CK seems to produce functional corneal multifocality with definable introduction of surgically induced astigmatism and higher-order optical aberrations, and development of a more prolate corneal contour. These optical factors may militate toward improved near vision function [50].

PresbyLASIK treatment constitutes a new modality in the correction of presbyopia after monovision LASIK [51],[52]. In several reports [53],[54], Alió et al. demonstrated the efficiency, predictability, stability, safety, and visual quality of central presbyLASIK in presbyopic patients with hyperopia.

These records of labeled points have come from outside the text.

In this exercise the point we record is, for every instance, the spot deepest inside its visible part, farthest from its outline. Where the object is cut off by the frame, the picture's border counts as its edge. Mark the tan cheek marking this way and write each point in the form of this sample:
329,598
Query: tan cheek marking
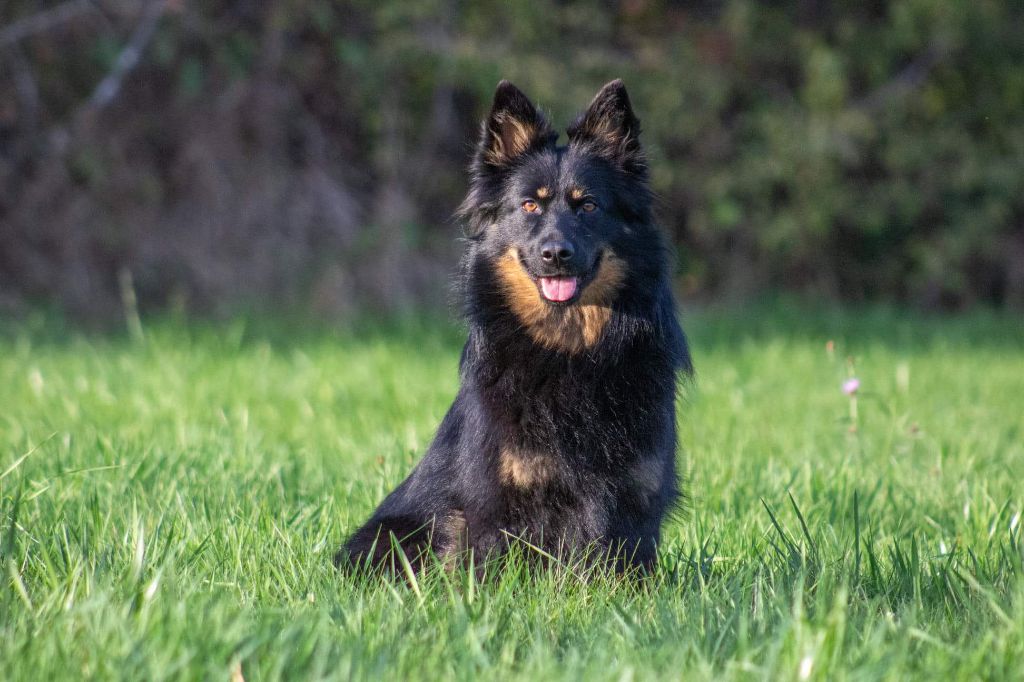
524,469
571,329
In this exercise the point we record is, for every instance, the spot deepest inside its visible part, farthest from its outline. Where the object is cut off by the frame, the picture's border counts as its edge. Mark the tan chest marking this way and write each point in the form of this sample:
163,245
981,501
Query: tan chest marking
524,469
571,329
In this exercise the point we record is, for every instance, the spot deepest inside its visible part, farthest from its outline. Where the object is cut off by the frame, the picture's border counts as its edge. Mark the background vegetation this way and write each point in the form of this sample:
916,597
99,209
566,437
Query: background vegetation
169,506
308,154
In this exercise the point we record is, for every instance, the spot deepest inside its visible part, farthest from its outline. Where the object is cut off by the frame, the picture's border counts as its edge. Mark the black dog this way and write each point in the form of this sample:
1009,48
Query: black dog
563,432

Pinelli et al. [26] investigated the outcome of the correction of presbyopic patients with hyperopia using a peripheral presbyLASIK algorithm called Peripheral Multifocal LASIK (PML). This treatment creates a multifocal corneal profile in a 6.5 mm diameter zone by the combination of a positive ablation performed over a 6.5 mm zone and a negative ablation performed over an optical zone no smaller than 5.0 mm. The hypothesis is that the ring between the 5.0 and 6.5 mm optical zones provides multifocality.

Semoun et al. were the first to describe a P. acnes (Propionibacterium acnes) infection after a presbyopic LASIK procedure. This unusual case of infectious keratitis emphasizes the fact that even though such cases may rarely present in the clinics, the patients must be informed about the potential risks of such infections [55].

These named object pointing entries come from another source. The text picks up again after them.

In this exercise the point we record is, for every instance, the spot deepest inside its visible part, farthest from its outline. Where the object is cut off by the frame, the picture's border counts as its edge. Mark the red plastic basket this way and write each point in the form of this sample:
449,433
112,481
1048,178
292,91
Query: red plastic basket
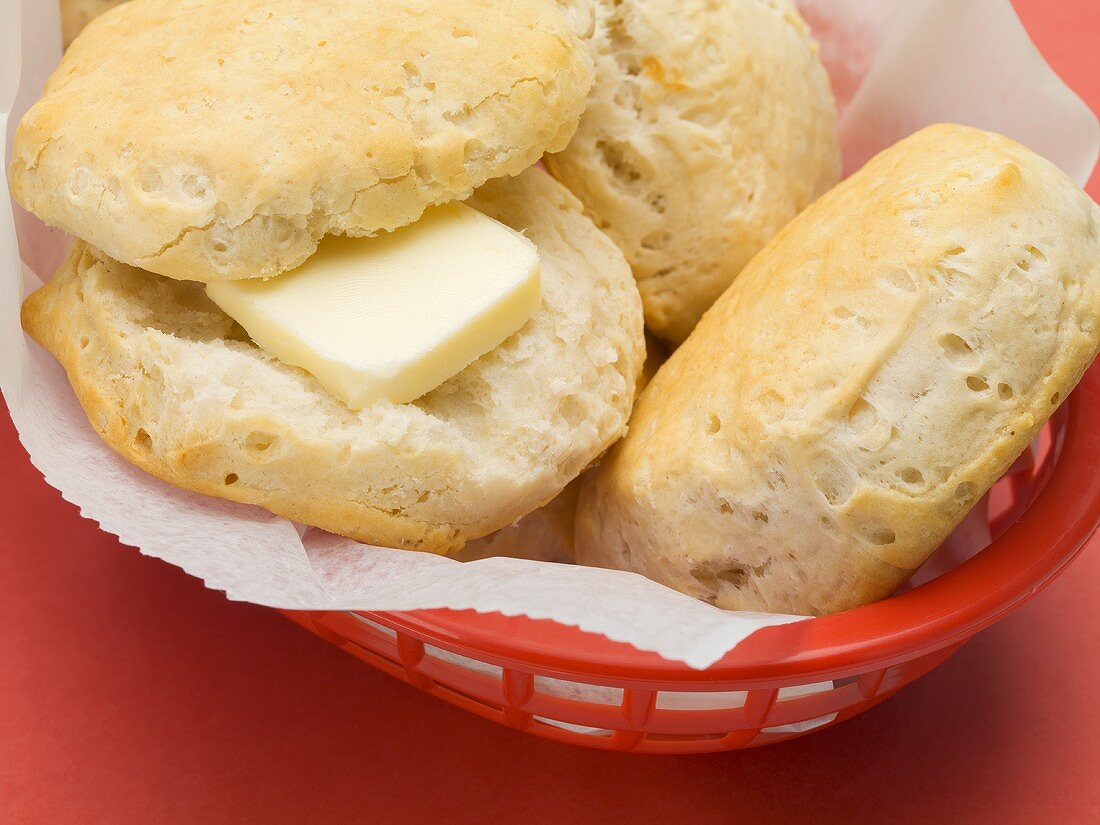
565,684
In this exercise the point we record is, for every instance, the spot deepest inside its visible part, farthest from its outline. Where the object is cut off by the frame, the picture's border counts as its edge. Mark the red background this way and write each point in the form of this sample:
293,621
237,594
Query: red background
131,694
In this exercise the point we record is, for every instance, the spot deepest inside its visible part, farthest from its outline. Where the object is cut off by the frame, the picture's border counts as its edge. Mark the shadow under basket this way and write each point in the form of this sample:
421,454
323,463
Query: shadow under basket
565,684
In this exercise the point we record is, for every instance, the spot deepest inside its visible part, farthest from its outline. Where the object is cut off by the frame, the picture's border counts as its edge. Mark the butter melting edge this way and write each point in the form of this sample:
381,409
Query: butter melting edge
395,316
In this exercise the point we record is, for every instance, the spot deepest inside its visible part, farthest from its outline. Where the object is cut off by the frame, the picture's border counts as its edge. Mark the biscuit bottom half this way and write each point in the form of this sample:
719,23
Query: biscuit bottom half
175,386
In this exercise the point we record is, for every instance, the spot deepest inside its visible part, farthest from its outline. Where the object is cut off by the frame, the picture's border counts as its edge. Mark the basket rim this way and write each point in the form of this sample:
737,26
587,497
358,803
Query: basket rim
1047,536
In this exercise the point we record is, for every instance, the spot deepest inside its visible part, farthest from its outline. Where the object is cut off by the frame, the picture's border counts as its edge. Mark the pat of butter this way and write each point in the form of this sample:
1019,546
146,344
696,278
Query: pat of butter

The reversibility of the presbyLASIK procedures have been viewed controversially. These viewpoints have been discussed in the work of Luger et al. [13]. In another study, Luger et al. [56] demonstrated the use of a nonwavefront-guided Presby reversal treatment targeting a monofocal cornea after bi-aspheric ablation profile in a patient intolerant to multifocality. Baudu et al. [14] have also reported good results in retreatments involving reversals after presbyLASIK.

Artola et al. found evidence for delayed presbyopia after PRK in a non-presbyLASIK protocol for myopia [8].

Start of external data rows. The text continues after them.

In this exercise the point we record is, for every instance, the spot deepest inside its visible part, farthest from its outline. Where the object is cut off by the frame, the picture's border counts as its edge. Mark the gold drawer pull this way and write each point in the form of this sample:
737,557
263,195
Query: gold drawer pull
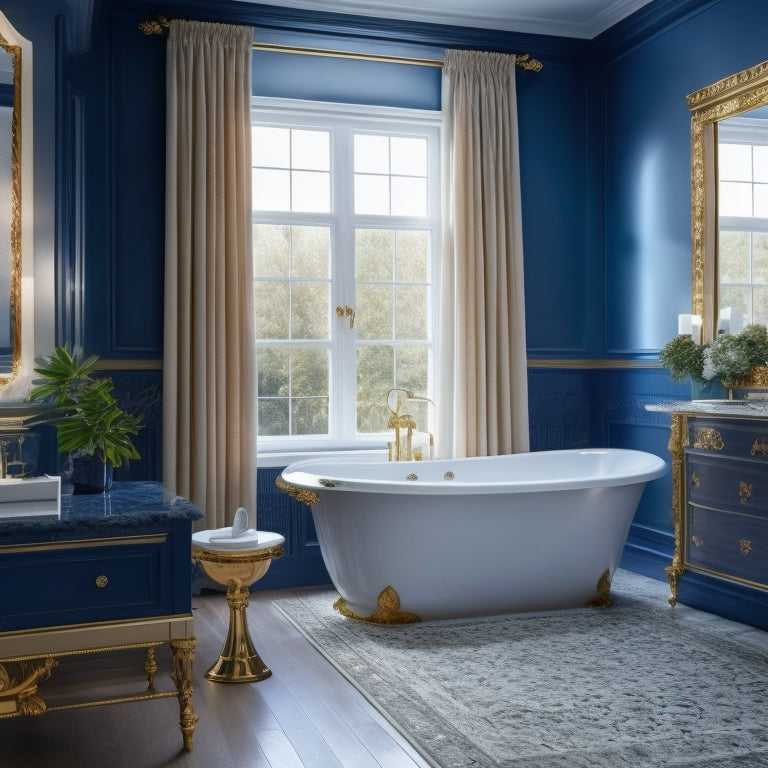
745,546
745,491
709,439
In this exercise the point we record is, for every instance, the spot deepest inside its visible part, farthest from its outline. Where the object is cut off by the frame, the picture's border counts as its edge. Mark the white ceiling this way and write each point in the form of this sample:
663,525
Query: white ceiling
568,18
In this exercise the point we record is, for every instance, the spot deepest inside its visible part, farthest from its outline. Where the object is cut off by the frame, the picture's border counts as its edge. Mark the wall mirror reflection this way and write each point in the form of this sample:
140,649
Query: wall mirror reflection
729,195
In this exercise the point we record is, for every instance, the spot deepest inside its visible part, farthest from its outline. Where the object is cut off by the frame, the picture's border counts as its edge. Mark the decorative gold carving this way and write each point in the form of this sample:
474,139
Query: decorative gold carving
18,685
745,546
709,439
726,98
183,652
304,495
525,61
388,611
156,26
150,667
745,491
602,596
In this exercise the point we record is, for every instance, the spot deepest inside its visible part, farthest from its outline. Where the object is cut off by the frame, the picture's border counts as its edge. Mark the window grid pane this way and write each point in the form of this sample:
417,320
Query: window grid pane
300,339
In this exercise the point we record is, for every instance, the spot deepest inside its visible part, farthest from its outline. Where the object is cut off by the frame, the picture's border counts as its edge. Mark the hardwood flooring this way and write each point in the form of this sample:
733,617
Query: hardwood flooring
305,716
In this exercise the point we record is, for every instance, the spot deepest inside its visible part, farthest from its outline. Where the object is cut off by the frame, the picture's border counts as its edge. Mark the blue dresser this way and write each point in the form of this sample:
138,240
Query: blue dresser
720,508
112,574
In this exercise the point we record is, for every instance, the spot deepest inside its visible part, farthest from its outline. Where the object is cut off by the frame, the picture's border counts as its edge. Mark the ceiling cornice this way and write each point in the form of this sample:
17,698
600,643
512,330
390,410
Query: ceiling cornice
406,10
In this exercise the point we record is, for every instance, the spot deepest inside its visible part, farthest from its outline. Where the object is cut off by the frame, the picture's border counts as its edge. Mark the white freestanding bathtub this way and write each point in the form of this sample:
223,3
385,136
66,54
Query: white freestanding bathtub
409,541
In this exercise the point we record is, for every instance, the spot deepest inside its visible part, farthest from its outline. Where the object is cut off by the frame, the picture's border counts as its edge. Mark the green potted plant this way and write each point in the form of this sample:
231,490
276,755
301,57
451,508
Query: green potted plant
91,427
721,363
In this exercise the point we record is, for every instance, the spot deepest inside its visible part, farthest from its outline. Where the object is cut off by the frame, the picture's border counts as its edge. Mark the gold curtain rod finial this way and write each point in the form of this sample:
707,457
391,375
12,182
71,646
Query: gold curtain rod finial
157,26
525,61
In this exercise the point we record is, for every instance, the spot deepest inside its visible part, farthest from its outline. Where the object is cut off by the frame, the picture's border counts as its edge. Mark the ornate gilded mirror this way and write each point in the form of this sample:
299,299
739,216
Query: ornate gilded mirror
729,199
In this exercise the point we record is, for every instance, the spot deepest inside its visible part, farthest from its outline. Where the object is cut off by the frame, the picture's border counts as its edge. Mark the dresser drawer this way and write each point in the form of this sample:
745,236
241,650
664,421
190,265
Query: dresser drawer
730,484
730,544
78,582
740,438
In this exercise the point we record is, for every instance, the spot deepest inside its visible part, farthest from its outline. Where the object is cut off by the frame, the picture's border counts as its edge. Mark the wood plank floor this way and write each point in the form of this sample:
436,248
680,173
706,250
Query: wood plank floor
305,715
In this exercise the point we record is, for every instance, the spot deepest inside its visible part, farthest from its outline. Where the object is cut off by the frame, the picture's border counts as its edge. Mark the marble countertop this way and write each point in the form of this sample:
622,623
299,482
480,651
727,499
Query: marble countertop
129,506
746,407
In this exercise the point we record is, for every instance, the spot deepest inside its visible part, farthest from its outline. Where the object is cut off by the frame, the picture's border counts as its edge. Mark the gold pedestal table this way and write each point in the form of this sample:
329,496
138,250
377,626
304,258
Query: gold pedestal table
237,564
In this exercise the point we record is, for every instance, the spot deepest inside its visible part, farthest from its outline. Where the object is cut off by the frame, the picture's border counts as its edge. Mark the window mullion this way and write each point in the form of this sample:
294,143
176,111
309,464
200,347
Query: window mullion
344,342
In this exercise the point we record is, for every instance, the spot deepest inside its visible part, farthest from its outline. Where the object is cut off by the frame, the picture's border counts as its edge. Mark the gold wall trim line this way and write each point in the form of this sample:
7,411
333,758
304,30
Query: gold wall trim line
593,363
159,26
129,365
83,544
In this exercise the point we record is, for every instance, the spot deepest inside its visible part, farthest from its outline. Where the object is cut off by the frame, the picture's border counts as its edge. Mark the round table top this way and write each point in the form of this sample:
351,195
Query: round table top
247,543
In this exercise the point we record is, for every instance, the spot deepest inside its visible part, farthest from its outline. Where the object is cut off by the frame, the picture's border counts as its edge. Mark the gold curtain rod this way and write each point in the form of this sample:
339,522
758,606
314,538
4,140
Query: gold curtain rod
159,26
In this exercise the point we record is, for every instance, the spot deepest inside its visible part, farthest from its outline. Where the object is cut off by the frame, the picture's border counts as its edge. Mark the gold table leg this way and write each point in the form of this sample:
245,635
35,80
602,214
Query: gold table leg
238,662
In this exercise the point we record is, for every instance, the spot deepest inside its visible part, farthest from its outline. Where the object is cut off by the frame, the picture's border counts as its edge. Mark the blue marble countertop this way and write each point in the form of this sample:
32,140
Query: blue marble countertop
746,407
128,507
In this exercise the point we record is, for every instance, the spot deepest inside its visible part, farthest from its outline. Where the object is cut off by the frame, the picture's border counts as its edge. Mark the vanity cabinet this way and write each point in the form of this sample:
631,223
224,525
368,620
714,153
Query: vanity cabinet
720,508
113,574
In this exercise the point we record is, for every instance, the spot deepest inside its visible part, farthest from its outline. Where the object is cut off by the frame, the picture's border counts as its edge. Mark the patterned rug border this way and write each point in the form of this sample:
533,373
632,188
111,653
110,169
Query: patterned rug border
443,744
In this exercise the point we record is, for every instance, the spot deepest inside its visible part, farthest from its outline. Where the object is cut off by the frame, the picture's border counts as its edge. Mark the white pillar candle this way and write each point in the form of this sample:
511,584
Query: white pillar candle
696,325
685,324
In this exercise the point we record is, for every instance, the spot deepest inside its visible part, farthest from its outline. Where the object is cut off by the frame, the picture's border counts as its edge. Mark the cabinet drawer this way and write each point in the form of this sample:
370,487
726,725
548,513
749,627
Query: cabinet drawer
730,484
740,438
730,544
78,582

The initial results of Intracor raised the expectations for this technique. However, subsequent reports on corneal ectasia and concerns regarding the retreatment and reversal possibilities raised questions about the safety of this technique [57].

As for the corneal inlays, some more clinical and theoretical work has been published so far, including reading performance and patient satisfaction[44], optimum centration and residual defocus [58], binocular visual simulation [59], and vignetting and field of view with the KAMRA corneal inlay [60].

See Table 8 for a comparison across techniques.

Table 8 Comparison across surgical techniques of presbyopic correction

We introduced a hybrid category in the results. This category combines several methods together to benefit from their advantages and reduce the impact of their disadvantages. In other words, one can say that all corneal presbyopic correction methods have evolved to hybrid techniques that combine their original approach in different powers for either eye or the original approach with certain amount of monovision [61].

The current developments throughout the corneal presbyopic correction spectrum indicate a converging trend towards hybrid techniques.